July 6th was day 186 of 2016. That was my first full day on this sober journey.
The weekend leading up to that day, was around the pool, munchies, hanging with family and inactivity (other than yardwork) and a number of beers.
The wife had declared that she was quitting alcohol a few weeks before the fourth of July. I’d been curbing my intake for a while and experienced some minor improvements, mostly corrections to some self inflicted issues (more on that later), so I said I would join her after the holiday weekend.
Did I find it hard? Not exceptionally. I was a habitual drinker. I didn’t feel any sense of addiction. I never felt that it had affected my long term judgment and had never been significantly destructive other than a slow start from hangovers with extra cups of coffee, diarrhea and the occasional acetaminophen. Or at least, that’s what I thought going into it. Like any habit, the biggest challenge was just not falling into the same routines that I typically drank around.
What were my drinking routines? Friday nights vegging out in from of the TV with the wife. Dinners out, not many, but generally at least one, that led to more when I got back to the house. Time around the pool, where you want to turn the time at home into a miniature vacation. Yard works gritty sweaty challenges were always refreshed with an ice cold beer cooling the back of my throat. Sometimes even an icy tequila shot with lime and salt. Any time that I was on a vacation. A fire pit going on a cold day was always topped up with a beverage. Of course, there were times when just being alive was enough or the anniversary of some kind whether positive like a wedding or negative like the passing of a parent or friend.
I will say that the first two weeks the thought occurred to me to grab a beer once in awhile around those triggers. But I fought that by reminding myself that doing so could further screw with my heart and I want to be around for a while. I have too much still to do.
What were the first benefits of being sober that I can remember?
Sleeping: I slept through the night, fell asleep easier and began dreaming.
In my regular drinking days, even when I slowed down, sleep was superficial and not restful. I would frequently take melatonin to take the edge off. And typically my nights were interrupted with a couple trips to the restroom through the night or drinking water to fight back the regular dehydration that goes with drinking. And getting back to sleep was never easy.
Somewhere around the three week mark of ‘being dry’, it occurred to me that I’d slept the entire night through. No water wake ups. No bathroom breaks. No headaches.
And then somewhere around four to five weeks, I started dreaming again. And not the nightmarish kind, just the normal weird meandering but oddly enjoyable and occasionally memorable kind. Based on what I’ve read in the past (I’m no expert by any stretch) but this is an indicator that I was experiencing REM (rapid eye movement) sleep which, albeit not scientific indicates that my sleep patterns were more restful.
Don’t get me wrong, I recall having a dream or two during my drinking days.
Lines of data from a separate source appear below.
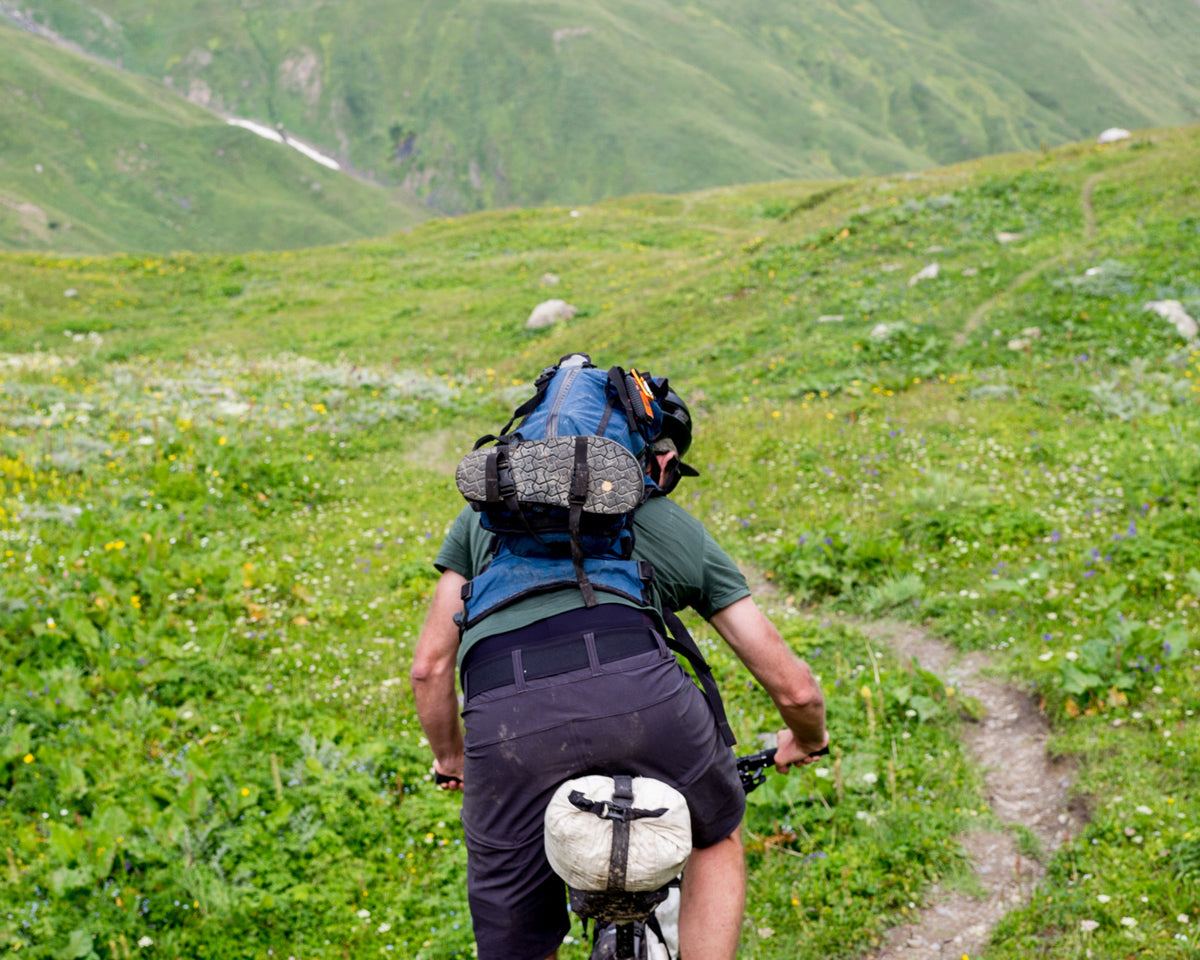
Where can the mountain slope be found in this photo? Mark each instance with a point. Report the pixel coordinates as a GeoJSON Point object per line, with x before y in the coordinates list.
{"type": "Point", "coordinates": [481, 103]}
{"type": "Point", "coordinates": [95, 160]}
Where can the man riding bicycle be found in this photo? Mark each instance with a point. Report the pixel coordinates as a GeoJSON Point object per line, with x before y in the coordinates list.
{"type": "Point", "coordinates": [555, 689]}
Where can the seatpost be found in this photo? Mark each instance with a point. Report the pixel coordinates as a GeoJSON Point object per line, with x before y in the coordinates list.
{"type": "Point", "coordinates": [624, 947]}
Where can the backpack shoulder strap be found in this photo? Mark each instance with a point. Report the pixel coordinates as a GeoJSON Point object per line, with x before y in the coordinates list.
{"type": "Point", "coordinates": [683, 643]}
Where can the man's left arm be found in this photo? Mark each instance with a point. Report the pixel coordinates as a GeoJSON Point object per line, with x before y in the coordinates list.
{"type": "Point", "coordinates": [433, 677]}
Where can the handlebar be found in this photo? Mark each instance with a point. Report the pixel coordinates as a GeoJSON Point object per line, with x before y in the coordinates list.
{"type": "Point", "coordinates": [753, 767]}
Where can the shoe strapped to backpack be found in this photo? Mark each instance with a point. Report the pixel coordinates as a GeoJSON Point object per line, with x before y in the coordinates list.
{"type": "Point", "coordinates": [559, 491]}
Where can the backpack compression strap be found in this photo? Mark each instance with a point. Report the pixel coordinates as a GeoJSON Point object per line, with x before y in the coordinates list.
{"type": "Point", "coordinates": [522, 413]}
{"type": "Point", "coordinates": [682, 642]}
{"type": "Point", "coordinates": [577, 497]}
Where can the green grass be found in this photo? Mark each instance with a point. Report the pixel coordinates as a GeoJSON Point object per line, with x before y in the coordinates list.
{"type": "Point", "coordinates": [223, 479]}
{"type": "Point", "coordinates": [483, 105]}
{"type": "Point", "coordinates": [94, 160]}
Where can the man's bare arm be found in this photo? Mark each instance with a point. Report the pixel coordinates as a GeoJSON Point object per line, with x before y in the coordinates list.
{"type": "Point", "coordinates": [433, 676]}
{"type": "Point", "coordinates": [783, 675]}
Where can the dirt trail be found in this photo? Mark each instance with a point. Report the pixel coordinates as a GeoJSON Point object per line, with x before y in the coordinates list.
{"type": "Point", "coordinates": [1025, 787]}
{"type": "Point", "coordinates": [981, 313]}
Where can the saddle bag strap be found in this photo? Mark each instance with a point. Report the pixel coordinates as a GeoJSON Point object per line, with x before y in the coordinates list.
{"type": "Point", "coordinates": [618, 863]}
{"type": "Point", "coordinates": [682, 642]}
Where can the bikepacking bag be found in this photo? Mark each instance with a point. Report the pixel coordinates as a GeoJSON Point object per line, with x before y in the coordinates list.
{"type": "Point", "coordinates": [618, 837]}
{"type": "Point", "coordinates": [561, 490]}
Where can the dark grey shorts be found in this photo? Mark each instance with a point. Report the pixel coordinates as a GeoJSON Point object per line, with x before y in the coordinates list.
{"type": "Point", "coordinates": [641, 715]}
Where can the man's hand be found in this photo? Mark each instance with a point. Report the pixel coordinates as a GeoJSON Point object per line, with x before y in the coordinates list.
{"type": "Point", "coordinates": [450, 773]}
{"type": "Point", "coordinates": [789, 753]}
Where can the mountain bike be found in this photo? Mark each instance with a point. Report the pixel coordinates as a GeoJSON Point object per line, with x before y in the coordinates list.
{"type": "Point", "coordinates": [645, 925]}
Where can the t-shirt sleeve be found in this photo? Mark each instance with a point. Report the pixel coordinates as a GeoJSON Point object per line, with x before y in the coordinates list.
{"type": "Point", "coordinates": [690, 568]}
{"type": "Point", "coordinates": [721, 581]}
{"type": "Point", "coordinates": [457, 552]}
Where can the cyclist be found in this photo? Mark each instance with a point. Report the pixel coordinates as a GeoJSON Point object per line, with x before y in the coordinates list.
{"type": "Point", "coordinates": [553, 691]}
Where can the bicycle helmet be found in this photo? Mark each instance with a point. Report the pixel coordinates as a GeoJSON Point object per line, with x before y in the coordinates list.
{"type": "Point", "coordinates": [677, 429]}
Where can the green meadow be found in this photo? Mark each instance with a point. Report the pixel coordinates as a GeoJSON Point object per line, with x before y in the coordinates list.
{"type": "Point", "coordinates": [223, 479]}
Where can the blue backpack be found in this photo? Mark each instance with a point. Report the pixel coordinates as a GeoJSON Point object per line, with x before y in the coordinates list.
{"type": "Point", "coordinates": [561, 490]}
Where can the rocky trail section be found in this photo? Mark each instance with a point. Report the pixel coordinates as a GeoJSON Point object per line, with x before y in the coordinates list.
{"type": "Point", "coordinates": [1025, 789]}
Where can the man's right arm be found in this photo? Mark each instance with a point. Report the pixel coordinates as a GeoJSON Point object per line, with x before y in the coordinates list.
{"type": "Point", "coordinates": [783, 675]}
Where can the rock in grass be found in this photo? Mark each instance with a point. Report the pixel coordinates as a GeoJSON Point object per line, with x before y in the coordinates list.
{"type": "Point", "coordinates": [1173, 312]}
{"type": "Point", "coordinates": [929, 273]}
{"type": "Point", "coordinates": [549, 312]}
{"type": "Point", "coordinates": [1113, 135]}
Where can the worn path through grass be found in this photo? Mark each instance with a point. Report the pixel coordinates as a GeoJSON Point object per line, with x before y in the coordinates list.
{"type": "Point", "coordinates": [1026, 790]}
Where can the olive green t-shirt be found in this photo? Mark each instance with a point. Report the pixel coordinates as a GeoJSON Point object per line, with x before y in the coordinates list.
{"type": "Point", "coordinates": [690, 570]}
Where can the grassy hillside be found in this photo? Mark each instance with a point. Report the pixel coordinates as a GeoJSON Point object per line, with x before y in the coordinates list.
{"type": "Point", "coordinates": [96, 160]}
{"type": "Point", "coordinates": [222, 480]}
{"type": "Point", "coordinates": [481, 103]}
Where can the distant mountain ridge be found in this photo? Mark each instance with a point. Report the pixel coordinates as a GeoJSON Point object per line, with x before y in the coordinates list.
{"type": "Point", "coordinates": [475, 103]}
{"type": "Point", "coordinates": [94, 160]}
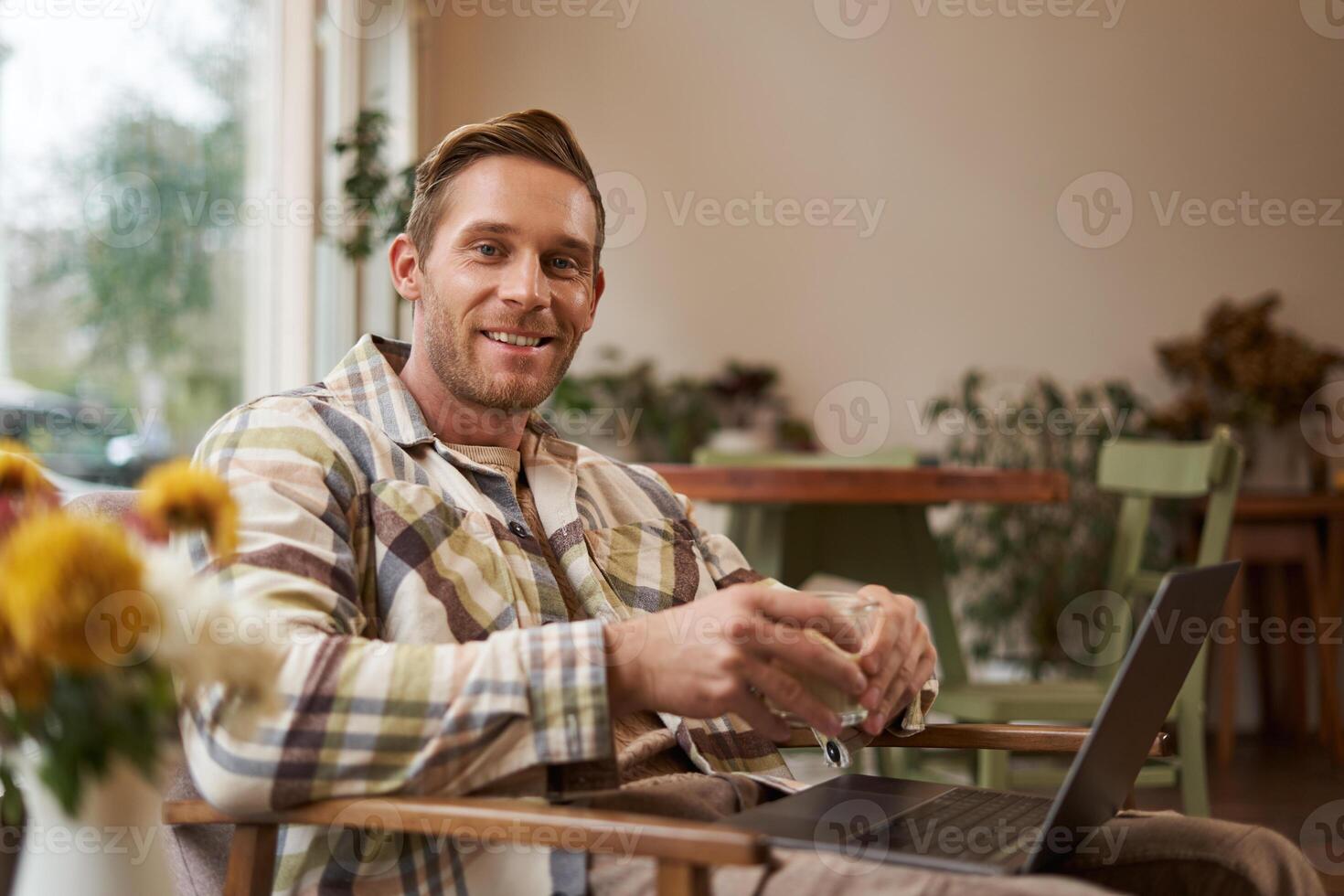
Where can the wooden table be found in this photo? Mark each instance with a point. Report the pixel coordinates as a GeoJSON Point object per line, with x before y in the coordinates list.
{"type": "Point", "coordinates": [1275, 532]}
{"type": "Point", "coordinates": [862, 523]}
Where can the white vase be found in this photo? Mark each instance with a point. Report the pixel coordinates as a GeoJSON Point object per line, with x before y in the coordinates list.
{"type": "Point", "coordinates": [114, 845]}
{"type": "Point", "coordinates": [1278, 460]}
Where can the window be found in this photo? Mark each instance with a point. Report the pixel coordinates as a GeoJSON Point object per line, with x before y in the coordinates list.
{"type": "Point", "coordinates": [129, 222]}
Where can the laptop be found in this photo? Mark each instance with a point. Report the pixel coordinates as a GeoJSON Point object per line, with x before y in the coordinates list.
{"type": "Point", "coordinates": [992, 832]}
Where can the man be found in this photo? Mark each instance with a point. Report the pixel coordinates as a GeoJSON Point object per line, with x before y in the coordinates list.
{"type": "Point", "coordinates": [469, 603]}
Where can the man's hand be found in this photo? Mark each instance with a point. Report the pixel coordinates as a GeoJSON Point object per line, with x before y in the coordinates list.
{"type": "Point", "coordinates": [718, 655]}
{"type": "Point", "coordinates": [898, 658]}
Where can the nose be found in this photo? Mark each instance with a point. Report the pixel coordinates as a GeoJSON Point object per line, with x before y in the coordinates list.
{"type": "Point", "coordinates": [525, 283]}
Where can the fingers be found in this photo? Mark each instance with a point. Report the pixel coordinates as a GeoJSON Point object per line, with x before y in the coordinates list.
{"type": "Point", "coordinates": [806, 649]}
{"type": "Point", "coordinates": [903, 688]}
{"type": "Point", "coordinates": [752, 709]}
{"type": "Point", "coordinates": [800, 609]}
{"type": "Point", "coordinates": [785, 692]}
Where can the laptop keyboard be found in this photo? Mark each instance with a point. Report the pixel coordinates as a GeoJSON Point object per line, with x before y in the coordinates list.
{"type": "Point", "coordinates": [971, 825]}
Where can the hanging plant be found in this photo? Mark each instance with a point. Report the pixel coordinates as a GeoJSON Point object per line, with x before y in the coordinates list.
{"type": "Point", "coordinates": [380, 202]}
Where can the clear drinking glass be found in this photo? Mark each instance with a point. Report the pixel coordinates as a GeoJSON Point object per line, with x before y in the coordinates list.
{"type": "Point", "coordinates": [858, 621]}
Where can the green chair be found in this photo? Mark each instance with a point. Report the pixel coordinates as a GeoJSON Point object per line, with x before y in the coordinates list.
{"type": "Point", "coordinates": [1140, 472]}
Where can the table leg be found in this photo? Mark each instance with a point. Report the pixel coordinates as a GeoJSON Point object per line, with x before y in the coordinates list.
{"type": "Point", "coordinates": [1226, 739]}
{"type": "Point", "coordinates": [1332, 620]}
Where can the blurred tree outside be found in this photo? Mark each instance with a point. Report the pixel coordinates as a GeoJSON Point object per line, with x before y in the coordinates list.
{"type": "Point", "coordinates": [134, 304]}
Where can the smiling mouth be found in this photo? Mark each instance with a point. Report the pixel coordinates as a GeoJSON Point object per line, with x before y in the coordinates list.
{"type": "Point", "coordinates": [517, 340]}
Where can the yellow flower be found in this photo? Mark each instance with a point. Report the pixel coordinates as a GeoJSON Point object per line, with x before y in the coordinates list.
{"type": "Point", "coordinates": [22, 676]}
{"type": "Point", "coordinates": [19, 475]}
{"type": "Point", "coordinates": [180, 496]}
{"type": "Point", "coordinates": [70, 592]}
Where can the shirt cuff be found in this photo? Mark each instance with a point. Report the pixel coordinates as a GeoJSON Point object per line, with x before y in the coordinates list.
{"type": "Point", "coordinates": [566, 675]}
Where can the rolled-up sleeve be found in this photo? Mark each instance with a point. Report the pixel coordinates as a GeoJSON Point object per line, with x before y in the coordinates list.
{"type": "Point", "coordinates": [352, 715]}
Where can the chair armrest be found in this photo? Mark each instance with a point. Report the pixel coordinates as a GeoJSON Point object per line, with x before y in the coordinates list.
{"type": "Point", "coordinates": [983, 736]}
{"type": "Point", "coordinates": [492, 821]}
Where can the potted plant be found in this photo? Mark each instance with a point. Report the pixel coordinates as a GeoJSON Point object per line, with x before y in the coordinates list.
{"type": "Point", "coordinates": [1015, 567]}
{"type": "Point", "coordinates": [749, 411]}
{"type": "Point", "coordinates": [99, 624]}
{"type": "Point", "coordinates": [1246, 371]}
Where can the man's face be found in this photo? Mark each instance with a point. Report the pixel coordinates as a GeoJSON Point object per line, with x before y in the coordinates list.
{"type": "Point", "coordinates": [511, 283]}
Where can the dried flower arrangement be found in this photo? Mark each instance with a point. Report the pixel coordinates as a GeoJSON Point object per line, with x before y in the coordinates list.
{"type": "Point", "coordinates": [1241, 369]}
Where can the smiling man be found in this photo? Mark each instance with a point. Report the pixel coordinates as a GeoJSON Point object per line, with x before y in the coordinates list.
{"type": "Point", "coordinates": [471, 604]}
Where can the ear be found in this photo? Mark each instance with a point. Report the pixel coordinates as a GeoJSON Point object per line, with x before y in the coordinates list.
{"type": "Point", "coordinates": [598, 288]}
{"type": "Point", "coordinates": [403, 262]}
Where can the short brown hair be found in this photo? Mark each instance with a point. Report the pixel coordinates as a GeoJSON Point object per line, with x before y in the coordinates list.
{"type": "Point", "coordinates": [534, 134]}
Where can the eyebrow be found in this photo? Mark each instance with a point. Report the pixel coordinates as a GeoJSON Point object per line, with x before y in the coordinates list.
{"type": "Point", "coordinates": [509, 229]}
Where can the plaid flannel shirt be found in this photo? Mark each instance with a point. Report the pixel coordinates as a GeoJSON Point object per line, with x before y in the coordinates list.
{"type": "Point", "coordinates": [428, 646]}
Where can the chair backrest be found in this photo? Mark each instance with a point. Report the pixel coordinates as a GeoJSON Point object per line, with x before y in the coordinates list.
{"type": "Point", "coordinates": [1143, 470]}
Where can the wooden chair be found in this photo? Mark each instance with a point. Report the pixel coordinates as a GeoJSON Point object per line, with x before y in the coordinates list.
{"type": "Point", "coordinates": [1275, 536]}
{"type": "Point", "coordinates": [1141, 472]}
{"type": "Point", "coordinates": [683, 850]}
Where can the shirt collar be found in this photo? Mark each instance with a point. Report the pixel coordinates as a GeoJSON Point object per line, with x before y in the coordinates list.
{"type": "Point", "coordinates": [368, 380]}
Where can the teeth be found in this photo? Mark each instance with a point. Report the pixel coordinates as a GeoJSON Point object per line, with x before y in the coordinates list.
{"type": "Point", "coordinates": [514, 340]}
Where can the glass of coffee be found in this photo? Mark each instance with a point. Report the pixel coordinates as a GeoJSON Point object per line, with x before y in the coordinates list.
{"type": "Point", "coordinates": [858, 620]}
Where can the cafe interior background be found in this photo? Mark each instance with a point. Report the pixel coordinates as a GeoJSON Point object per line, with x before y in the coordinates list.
{"type": "Point", "coordinates": [866, 235]}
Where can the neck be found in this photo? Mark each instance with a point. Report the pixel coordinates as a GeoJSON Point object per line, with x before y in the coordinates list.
{"type": "Point", "coordinates": [457, 421]}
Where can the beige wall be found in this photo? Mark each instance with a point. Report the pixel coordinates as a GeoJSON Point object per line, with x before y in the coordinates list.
{"type": "Point", "coordinates": [969, 129]}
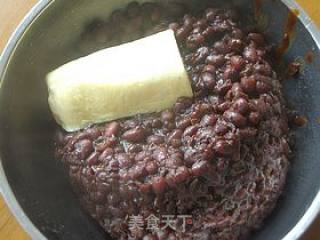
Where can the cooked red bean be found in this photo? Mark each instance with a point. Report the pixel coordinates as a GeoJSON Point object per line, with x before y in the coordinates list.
{"type": "Point", "coordinates": [112, 129]}
{"type": "Point", "coordinates": [248, 84]}
{"type": "Point", "coordinates": [236, 118]}
{"type": "Point", "coordinates": [241, 105]}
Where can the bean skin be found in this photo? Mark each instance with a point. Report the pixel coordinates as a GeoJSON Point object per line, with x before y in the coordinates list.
{"type": "Point", "coordinates": [135, 135]}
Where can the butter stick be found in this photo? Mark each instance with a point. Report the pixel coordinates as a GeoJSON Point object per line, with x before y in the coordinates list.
{"type": "Point", "coordinates": [143, 76]}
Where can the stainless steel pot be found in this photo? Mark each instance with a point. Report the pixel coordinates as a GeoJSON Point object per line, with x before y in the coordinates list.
{"type": "Point", "coordinates": [35, 186]}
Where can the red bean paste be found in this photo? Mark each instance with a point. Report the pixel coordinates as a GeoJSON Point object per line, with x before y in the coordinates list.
{"type": "Point", "coordinates": [220, 157]}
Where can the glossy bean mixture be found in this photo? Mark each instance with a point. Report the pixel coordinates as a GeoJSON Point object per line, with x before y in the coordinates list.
{"type": "Point", "coordinates": [221, 157]}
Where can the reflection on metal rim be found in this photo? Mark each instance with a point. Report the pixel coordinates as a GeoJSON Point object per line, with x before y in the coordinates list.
{"type": "Point", "coordinates": [7, 193]}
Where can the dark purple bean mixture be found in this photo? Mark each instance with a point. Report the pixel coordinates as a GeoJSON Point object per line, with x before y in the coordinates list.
{"type": "Point", "coordinates": [221, 157]}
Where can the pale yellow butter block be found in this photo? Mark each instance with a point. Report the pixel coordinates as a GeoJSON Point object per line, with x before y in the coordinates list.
{"type": "Point", "coordinates": [143, 76]}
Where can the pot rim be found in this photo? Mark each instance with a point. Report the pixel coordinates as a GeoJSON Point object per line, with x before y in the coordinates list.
{"type": "Point", "coordinates": [295, 233]}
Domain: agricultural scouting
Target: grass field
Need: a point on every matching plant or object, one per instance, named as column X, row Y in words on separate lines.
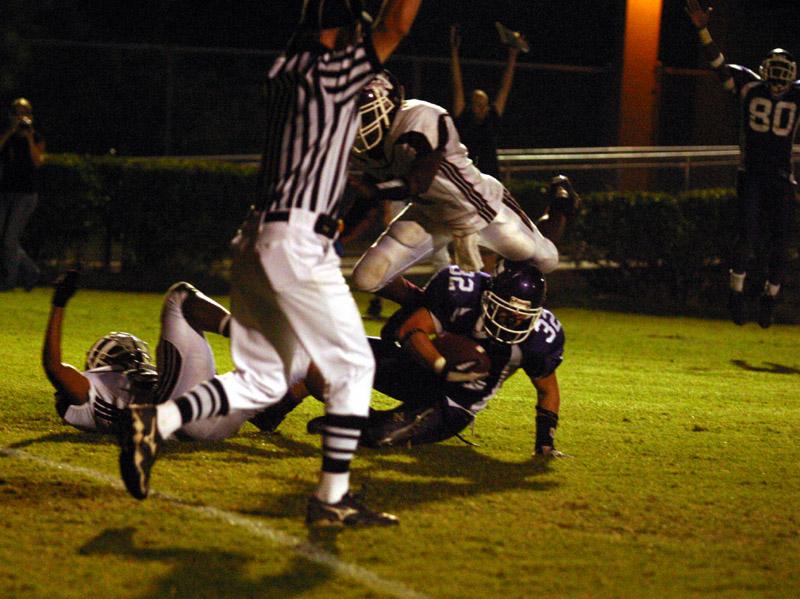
column 685, row 481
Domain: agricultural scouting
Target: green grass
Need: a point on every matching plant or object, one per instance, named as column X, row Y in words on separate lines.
column 685, row 480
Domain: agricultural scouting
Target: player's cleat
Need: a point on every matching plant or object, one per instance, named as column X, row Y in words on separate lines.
column 348, row 511
column 316, row 426
column 736, row 306
column 563, row 197
column 139, row 442
column 269, row 419
column 766, row 306
column 403, row 434
column 550, row 454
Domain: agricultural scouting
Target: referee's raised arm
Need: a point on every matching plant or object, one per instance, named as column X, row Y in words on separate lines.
column 393, row 24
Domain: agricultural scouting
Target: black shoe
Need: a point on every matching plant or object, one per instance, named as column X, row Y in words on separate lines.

But nothing as restful as what I began to experience and when I did dream while drinking they were generally nightmares.
Along with the improved sleep, of course, I woke feeling better to start the day. At the time of this article, after nearly five months dry, my sleep routines are so much easier on me, I feel more rested in less time and periodically when circumstances require, I’m able to handle extended hours in spite of stressful circumstances. My joint aches and muscles are significantly reduced and primarily related to physical exertion than an overall general malaise with dehydration and alcohol. Just a few more benefits of being dry.